Autogynephilia is the hypothesis that despite constant rebuttal refuses to die. Julia Serano, in a long essay, summarises the refutations, and suggests reasons why people might cling to it despite them. The whole is worth reading, but as Medium predicts that could take half an hour here is my summary.
Ray Blanchard came up with the idea that people assigned male at birth, through fantasising about becoming women, caused themselves to develop gender dysphoria and then transitioned. He thought there were four kinds of fantasies, including but not limited to having a woman’s body: one was of stereotypical women’s activities. He imagined that people fantasise about knitting and sewing.
Blanchard’s only evidence for AGP was correlation, that trans lesbians had female embodiment fantasies (FEFs). But the correlation is poor- some trans lesbians don’t have FEFs, and some androphile trans women have. We experience FEFs after feeling the desire to be women, and they diminish or cease after transition. Rather than two distinct kinds of trans women, our sexualities fall on a continuum, and we have different experiences of desire and of FEFs. Intense FEFs may be caused by having to hide or repress gender dysphoria- they are most prevalent in older white trans women.
Cis women have FEFs too. 11% of cis women have fantasies about becoming men.

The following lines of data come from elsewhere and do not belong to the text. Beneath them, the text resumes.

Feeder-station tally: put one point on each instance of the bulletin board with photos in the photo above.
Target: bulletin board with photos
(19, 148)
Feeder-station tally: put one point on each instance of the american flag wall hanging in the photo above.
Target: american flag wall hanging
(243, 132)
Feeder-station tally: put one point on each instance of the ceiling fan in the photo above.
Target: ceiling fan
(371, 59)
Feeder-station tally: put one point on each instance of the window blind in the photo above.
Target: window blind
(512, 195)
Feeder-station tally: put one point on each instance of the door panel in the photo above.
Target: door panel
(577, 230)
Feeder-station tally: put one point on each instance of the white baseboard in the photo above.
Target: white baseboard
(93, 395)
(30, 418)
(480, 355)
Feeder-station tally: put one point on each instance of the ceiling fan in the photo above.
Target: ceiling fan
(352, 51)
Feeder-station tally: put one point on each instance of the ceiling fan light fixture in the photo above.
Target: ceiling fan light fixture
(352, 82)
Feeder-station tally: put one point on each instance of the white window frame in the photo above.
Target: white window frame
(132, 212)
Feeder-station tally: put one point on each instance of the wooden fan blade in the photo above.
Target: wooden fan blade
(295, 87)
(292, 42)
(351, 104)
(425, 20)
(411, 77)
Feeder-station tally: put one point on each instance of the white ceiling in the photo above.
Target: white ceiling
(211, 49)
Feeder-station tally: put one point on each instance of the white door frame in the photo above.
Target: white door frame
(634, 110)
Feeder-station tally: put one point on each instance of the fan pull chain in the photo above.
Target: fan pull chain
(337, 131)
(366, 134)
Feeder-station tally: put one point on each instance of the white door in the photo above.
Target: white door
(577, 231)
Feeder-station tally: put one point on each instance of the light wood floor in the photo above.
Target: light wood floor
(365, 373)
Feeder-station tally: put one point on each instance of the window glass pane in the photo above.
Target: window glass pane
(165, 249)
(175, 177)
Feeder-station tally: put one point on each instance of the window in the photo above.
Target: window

People probably experience embodiment fantasies for a variety of reasons.
Trans women have many reasons for opposing AGP theory, besides that it is false. It is rigid and simplistic, reducing our complex experience to two simple subgroups. Blanchard insisted any trans woman opposing his hypothesis was in denial or lying. That is, he twists and minimises all the evidence contradicting his hypothesis.
He says our motivation for transition is sexual. It is far more complex. People should not be classified or stigmatised because of sexual fantasies. Science is about following the evidence wherever it leads.
So who still believes AGP theory, and why?
Blanchard failed to distinguish AGP and FEFs, which had been observed before his research. We use AGP to refer to the discredited hypothesis, but he and his supporters use the name to refer to FEFs in trans women.
Unfortunately some people have only read about AGP from Blanchard supporters, and have not read further. Laypeople may favour Blanchard’s simple but false explanation over a more complex understanding of complex traits. They may dismiss trans women because of sexism, so be happy to imagine all our motivation is sexual: they cannot imagine why someone would want to join the second sex. The stereotypes come from sexist ideas about women, not observation of trans people.
Other researchers are recognising and correcting for old unconscious sexism.
Older sexology referred to atypical and non-reproductive variants of sexuality as deviant or pathological, but sexuality is so varied, so inextricable from all aspects of life, that this is outdated. There is no clear line around “normal” sexuality.
Gender and sexuality are infinitely varied, but the old idea of sexual inversion still influences some people. They are gender essentialists, saying men should be a particular way so that when some are feminine, they are repelled. Such people conflate gender and sexuality, imagining it is “masculine” to be attracted to women.
AGP believers don’t take account of the social pressures on trans people, such as external and internal transphobia, homophobia and sexism. Gender diverse people exist across cultures and throughout history but our social roles vary considerably. Ideas of gender fluidity and non-binary increase our freedom. As societal transphobia decreases we transition younger, without being forced into a secret crossdressing stage. Younger trans lesbians experience far fewer FEFs.
We are not a “type” of trans woman. We are humans with vastly different life experiences. Stereotypes are useful for the most basic understanding but inhibit any greater understanding. People like Blanchard cling to their stereotypes to avoid the need to think. Male heterosexuality is normalised, women are sexualised, and trans women are hypersexualised.
Some trans women, such as Anne Lawrence, accept the AGP hypothesis because they imagine it relates to their experience and describes the fantasies that they were ashamed of. Their beliefs do not trump the overwhelming evidence against AGP.
Transmedicalists or truscum are tempted to portray other trans women as perverts in the hope that they will be recognised as real transsexuals, and accepted. This never works.
Transphobes looking for justification for their beliefs-religious conservatives and TERFs who are ideologically opposed to our existence and who actively work to undermine transgender recognition and acceptance- cling to the hypothesis. It’s like slut-shaming: it sexualises us in an attempt to discredit us. It gives a pseudo-scientific justification to portray us as perverted predators, a threat to women and children. Blanchard writes articles for such transphobes.
Julia promises another article on the absurd complications, like epicycles in Ptolemaic astronomy, that AGP diehards resort to, to wave away the mass of contradictory evidence. But the AGP hypothesis is discredited, and the reasons people still believe it are outdated.